National Hispanic University
- National Hispanic University logo
- Type: Private
- Active: 1981–2015
- Parent institution: Laureate International Universities
- President: David P. López
- Provost: Gladys Ato
- Academic staff: 12 full-time, 60 part-time
- Students: 700
- Location: San Jose, California, United States 37°21′33″N 121°48′58″W﻿ / ﻿37.3591°N 121.8161°W
- Campus: Urban;
- Mascot: Golden Eagles
- Website: www.nhu.edu

= National Hispanic University =

Private university in San Jose, California, US

The National Hispanic University (NHU) was a small, private university located in San Jose, California, United States. Founded by Wichita State University and UC Berkeley graduate Dr. B. Roberto Cruz, it was the first four-year Latino university in the United States. NHU's vision was to foster "a caring learning environment where students have felt valued and supported at every step in their academic journey. Embracing diversity and multiple perspectives as guiding principles." National Hispanic University ceased operations on August 23, 2015.

==History==
The National Hispanic University was founded in 1981 in Oakland, California, to address the needs of Hispanic men and women, particularly those who are first in their families to attend college. Founder Dr. Roberto Cruz, a Texas native and first-generation college graduate, had studied the disproportionately large impact historically black colleges and universities had in generating both undergraduate and professional degree graduates within the Black community. Predicting that the Latinos would be the largest population in California, Dr. Cruz's vision was to have a similarly positive impact on the Hispanic community in the United States and to create an institution that served their particular needs.

In 1990, the university opened a San Jose campus and moved to a larger facility in Oakland. In 1994, NHU closed both campuses and moved to a new campus in East San Jose.

For several years, National Hispanic University published an annual report card on Hispanic quality of life. From 1981 to 1986, NHU also published reports on women of La Raza, Cesar Chavez, bilingual special education, Las Posadas, and "Steps to Humanity."

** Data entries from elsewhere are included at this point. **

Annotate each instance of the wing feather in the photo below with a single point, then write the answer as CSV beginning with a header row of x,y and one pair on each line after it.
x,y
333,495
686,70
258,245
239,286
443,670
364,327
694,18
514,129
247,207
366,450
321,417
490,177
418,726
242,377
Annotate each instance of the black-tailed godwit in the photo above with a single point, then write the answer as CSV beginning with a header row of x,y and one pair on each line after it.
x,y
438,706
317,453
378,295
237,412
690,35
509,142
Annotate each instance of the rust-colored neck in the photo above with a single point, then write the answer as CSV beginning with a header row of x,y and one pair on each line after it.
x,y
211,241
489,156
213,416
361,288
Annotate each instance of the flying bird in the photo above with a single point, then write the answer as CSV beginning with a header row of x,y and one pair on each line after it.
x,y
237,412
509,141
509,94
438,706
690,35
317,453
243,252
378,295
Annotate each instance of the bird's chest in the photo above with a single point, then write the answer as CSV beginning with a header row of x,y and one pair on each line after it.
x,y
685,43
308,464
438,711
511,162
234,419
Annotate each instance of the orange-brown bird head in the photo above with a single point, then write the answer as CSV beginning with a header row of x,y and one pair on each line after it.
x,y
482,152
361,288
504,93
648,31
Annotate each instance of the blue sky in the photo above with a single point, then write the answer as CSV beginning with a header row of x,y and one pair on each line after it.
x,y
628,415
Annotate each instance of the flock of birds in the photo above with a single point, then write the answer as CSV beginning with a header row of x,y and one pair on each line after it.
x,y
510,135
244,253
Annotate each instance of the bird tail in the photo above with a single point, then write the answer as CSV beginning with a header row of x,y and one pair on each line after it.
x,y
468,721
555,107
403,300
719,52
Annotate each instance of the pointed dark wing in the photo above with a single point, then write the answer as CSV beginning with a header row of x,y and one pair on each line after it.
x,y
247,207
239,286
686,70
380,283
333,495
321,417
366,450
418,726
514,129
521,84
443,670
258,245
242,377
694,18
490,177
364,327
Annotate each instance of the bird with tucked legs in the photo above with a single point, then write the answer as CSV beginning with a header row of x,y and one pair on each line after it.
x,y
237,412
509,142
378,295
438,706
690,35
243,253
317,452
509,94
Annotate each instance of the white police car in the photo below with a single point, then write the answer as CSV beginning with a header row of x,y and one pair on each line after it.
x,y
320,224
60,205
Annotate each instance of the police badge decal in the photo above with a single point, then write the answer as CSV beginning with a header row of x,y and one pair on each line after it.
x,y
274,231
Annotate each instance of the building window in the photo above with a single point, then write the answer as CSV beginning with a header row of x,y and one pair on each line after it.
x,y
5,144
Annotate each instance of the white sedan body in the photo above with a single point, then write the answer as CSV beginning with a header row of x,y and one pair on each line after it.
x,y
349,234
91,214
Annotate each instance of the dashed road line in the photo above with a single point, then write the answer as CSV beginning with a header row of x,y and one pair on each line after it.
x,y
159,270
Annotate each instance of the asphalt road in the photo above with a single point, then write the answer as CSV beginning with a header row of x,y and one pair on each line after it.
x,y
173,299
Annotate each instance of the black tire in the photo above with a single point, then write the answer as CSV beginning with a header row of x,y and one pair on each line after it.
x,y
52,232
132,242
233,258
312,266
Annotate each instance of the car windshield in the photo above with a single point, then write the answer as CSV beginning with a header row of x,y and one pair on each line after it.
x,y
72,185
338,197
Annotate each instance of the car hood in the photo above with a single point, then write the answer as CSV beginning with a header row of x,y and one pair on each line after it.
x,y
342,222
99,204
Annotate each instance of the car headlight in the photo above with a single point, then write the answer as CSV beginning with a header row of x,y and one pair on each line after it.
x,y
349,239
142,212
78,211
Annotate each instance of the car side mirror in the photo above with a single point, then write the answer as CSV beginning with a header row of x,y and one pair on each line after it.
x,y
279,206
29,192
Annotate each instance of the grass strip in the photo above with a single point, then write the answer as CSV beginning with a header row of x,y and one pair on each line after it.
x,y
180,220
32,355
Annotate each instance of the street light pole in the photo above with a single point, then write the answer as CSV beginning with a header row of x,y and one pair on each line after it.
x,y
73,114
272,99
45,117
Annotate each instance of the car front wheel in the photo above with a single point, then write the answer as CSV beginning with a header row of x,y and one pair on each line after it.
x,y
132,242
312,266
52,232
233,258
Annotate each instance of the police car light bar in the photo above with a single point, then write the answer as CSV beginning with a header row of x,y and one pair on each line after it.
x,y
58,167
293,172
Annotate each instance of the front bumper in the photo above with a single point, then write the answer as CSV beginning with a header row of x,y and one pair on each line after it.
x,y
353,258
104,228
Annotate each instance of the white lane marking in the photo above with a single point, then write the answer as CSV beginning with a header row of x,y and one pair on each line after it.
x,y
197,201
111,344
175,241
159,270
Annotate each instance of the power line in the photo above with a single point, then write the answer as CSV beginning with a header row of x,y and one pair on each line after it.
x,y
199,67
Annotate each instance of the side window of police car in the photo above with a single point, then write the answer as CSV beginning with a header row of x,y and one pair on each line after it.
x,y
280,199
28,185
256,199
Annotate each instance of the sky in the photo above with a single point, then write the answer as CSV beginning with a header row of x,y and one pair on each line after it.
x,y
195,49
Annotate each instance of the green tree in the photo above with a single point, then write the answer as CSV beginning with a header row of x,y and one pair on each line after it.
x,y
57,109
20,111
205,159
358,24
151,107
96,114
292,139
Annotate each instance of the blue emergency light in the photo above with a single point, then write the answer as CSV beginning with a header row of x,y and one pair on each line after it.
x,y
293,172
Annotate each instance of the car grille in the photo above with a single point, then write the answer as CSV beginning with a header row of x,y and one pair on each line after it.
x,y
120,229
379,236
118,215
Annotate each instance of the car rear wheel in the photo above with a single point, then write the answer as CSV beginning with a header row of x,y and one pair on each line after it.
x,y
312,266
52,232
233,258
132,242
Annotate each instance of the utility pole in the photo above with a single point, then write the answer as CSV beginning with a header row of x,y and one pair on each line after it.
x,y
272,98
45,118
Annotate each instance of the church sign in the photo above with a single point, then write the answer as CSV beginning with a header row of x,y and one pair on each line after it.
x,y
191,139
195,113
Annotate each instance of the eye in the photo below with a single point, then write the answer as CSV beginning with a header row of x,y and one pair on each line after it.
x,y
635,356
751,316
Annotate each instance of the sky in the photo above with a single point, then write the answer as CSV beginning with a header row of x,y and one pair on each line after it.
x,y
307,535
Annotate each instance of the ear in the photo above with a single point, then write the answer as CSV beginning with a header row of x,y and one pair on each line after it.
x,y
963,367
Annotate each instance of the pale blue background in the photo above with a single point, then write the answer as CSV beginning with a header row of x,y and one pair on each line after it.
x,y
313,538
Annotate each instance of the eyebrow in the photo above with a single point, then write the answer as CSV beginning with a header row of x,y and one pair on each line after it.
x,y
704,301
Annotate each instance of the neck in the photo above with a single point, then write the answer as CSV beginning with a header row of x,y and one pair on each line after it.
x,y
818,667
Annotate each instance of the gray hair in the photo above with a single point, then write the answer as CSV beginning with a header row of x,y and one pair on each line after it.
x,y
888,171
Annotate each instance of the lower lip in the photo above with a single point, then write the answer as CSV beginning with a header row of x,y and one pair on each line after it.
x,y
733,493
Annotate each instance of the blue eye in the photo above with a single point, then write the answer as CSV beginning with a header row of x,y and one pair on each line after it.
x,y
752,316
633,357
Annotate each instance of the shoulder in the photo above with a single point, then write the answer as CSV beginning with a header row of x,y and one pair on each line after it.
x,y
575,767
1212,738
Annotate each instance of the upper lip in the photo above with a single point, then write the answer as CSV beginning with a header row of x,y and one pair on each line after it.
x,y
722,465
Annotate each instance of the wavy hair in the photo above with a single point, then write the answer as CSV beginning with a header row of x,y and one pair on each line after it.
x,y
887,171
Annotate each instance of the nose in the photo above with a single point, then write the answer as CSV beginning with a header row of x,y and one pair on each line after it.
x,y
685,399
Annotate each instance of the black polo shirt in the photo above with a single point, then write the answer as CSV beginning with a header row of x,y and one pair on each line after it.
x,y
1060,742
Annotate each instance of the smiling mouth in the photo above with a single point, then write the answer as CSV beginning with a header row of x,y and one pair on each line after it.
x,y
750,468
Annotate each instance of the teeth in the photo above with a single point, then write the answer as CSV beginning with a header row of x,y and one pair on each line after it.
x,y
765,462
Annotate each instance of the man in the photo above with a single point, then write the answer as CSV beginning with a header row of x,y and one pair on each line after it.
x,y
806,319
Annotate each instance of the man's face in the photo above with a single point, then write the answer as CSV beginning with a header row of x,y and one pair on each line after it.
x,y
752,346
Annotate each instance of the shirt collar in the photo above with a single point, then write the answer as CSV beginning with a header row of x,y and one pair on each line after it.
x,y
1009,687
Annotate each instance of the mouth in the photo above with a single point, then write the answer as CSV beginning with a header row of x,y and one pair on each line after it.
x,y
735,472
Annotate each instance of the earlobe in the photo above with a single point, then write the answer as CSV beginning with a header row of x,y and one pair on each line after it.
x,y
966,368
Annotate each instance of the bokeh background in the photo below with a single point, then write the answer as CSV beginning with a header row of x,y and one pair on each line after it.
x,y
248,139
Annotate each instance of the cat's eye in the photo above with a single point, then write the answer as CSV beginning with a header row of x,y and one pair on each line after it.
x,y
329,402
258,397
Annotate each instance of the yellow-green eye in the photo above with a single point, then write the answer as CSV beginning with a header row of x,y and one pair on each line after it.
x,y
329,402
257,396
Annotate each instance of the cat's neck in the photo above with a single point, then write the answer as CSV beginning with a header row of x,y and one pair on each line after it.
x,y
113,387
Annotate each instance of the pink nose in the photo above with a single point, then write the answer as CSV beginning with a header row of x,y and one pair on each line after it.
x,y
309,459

To better serve local youth, NHU established an Upward Bound program in Oakland.

=== Campus ===
NHU was located in a predominantly Latino and working-class neighborhood in the San Jose foothills. In its inception, all of the classrooms and offices were located into one building.

===Accreditation===
The university was accredited by WASC and was rated by the Carnegie Foundation for the Advancement of Teaching as a "Baccalaureate College", with an academic breadth rated as "Diverse Fields"

== School closure ==
With so many students in need of financial support, NHU also struggled to stay afloat, especially after its founder, Cruz, died of cancer in 2002. In the 2000s, NHU was unsuccessful in its many attempts to find financial backers from Silicon Valley or Latino philanthropists who could save the school. After those options were closed, the school reached a deal with Laureate Education. In 2010, NHU became a member of the Laureate International Universities network, a for-profit college chain. Laureate hoped to turn NHU into a mostly online school; however, the institution lost federal and state funding partly due to its new for-profit status. Laureate officially closed National Hispanic University on August 23, 2015.

When Laureate made the decision to abandon National Hispanic University in 2014, one NHU student remarked "The values of the school stood out for me."..."Now it comes down to dollar bills." According to the San Jose Mercury News, "some students who wanted a traditional, classroom approach to education said they felt abandoned by Laureate after NHU's drive to enroll thousands of new students in Internet classes did not produce the desired results."

===Plans for NHU campus===
As part of the Foundation for Hispanic Education's efforts, the East San Jose campus is planned to house The Center for Latino Education and Innovation, The Latino College Preparatory Academy (a bilingual charter school), and The Luis Valdez Leadership Academy, a charter high school for students in San José.